This year's DevDay was all about enhancing the developer experience

Compared to last year's inaugural edition of DevDay, OpenAI's developer conference, this year's iteration was notoriously subdued. The conference, which happened earlier this week, was undoubtedly haunted by the recent departures of chief technology officer Mira Murati and chief research officer Bob McGrew, and by speculation surrounding the company's reported restructuring into a for-profit entity.

This year's DevDay also lacked splashy model announcements and remained notoriously silent about the GPT Store, introduced at last year's conference. The GPT Store was conceived as a platform where everyone could share their custom-made GPTs, potentially opening up a revenue stream for the creators of the most popular GPTs. Although there have reportedly been some attempts to test revenue sharing with some popular GPT creators, the company has remained largely silent on the subject.

OpenAI's announcements at the conference revolved exclusively around enhancing its developer API, introducing model distillation, prompt caching, vision fine-tuning, and the Realtime API. The latter was perhaps the biggest announcement of the event: the Realtime API enables developers to build swift and responsive (nearly real-time) speech-to-speech conversations into their applications using one of six preset voices which differ from the ones available for ChatGPT. For less demanding applications, the Chat Completions API will now support audio inputs and outputs so developers can have their applications accept audio or text as input and respond with audio, text, or both.

The added support for vision fine-tuning lets developers conduct additional fine-tuning on images to improve models' performance on vision-based tasks, including visual search and object detection. Prompt caching allows developers to reduce costs and latency by letting them reuse frequently seen input tokens, which result from sharing a codebase with a coding assistant or having multiturn conversations with a chatbot. In both cases, multiple prompts will likely refer to specific sections of a codebase, or to content shared in a previous turn from a conversation. Storing these in a cache makes them easier and faster to retrieve, while OpenAI's 50% discount on cached tokens drives down the cost of the application.
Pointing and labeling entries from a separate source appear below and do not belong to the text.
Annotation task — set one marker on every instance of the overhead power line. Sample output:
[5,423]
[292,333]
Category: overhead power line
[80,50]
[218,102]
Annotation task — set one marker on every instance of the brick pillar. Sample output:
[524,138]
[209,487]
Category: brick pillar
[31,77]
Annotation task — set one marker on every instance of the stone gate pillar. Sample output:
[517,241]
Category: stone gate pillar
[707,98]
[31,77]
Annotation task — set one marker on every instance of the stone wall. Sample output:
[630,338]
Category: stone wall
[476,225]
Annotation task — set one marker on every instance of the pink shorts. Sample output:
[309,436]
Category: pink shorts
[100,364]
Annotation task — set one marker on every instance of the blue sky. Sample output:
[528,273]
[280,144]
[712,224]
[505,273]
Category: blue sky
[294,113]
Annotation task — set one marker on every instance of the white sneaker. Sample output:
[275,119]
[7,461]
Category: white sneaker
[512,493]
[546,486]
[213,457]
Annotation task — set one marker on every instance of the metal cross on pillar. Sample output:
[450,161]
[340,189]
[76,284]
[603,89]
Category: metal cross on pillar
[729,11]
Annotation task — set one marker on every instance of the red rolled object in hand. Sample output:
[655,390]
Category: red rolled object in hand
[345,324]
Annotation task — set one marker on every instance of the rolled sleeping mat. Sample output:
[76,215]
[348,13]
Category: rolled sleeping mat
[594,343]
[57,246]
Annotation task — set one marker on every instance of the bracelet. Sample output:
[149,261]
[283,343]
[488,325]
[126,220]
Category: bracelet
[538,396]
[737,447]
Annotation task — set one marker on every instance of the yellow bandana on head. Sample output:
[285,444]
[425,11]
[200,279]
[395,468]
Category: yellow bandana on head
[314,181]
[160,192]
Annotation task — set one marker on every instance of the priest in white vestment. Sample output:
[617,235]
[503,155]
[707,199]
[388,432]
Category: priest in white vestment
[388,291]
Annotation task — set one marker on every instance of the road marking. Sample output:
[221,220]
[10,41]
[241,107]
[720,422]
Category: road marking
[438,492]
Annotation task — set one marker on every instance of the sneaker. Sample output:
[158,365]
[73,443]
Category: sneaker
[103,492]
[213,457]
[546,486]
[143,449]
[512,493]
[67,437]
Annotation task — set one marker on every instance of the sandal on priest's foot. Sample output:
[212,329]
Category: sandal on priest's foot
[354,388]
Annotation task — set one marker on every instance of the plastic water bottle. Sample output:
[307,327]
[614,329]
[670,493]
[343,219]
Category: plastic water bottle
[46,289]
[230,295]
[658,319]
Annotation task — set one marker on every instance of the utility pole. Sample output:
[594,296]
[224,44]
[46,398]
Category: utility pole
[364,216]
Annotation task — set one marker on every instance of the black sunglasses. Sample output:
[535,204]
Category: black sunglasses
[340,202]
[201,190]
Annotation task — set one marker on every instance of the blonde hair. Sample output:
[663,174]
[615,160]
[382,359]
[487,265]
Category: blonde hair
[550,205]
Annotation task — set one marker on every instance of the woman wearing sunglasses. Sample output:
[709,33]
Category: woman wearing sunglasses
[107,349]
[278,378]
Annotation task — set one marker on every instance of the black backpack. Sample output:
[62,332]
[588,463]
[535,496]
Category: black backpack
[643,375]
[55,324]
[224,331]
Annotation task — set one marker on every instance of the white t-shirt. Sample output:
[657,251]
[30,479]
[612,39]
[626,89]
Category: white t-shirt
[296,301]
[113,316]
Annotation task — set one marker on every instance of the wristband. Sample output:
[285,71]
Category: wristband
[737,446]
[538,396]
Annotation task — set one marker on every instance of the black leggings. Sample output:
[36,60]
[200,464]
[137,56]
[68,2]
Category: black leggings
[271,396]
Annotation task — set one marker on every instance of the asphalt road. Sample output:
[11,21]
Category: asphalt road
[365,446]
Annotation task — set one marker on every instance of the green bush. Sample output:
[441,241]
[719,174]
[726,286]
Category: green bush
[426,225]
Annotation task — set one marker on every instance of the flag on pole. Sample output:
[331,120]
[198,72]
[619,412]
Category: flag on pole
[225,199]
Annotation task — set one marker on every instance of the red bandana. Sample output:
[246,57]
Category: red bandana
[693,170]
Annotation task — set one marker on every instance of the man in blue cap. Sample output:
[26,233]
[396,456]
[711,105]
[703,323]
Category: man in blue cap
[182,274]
Finally, the model distillation functionality enables fine-tuning smaller models, like GPT-4o mini, on the output of larger ones, such as o1-preview and GPT-4o. As a result, developers should be able to lower their costs by using a smaller model but obtaining a performance boost from the distillation. The offering includes evaluation tools (currently in the beta stage) that enable developers to test the performance of their fine-tuned models.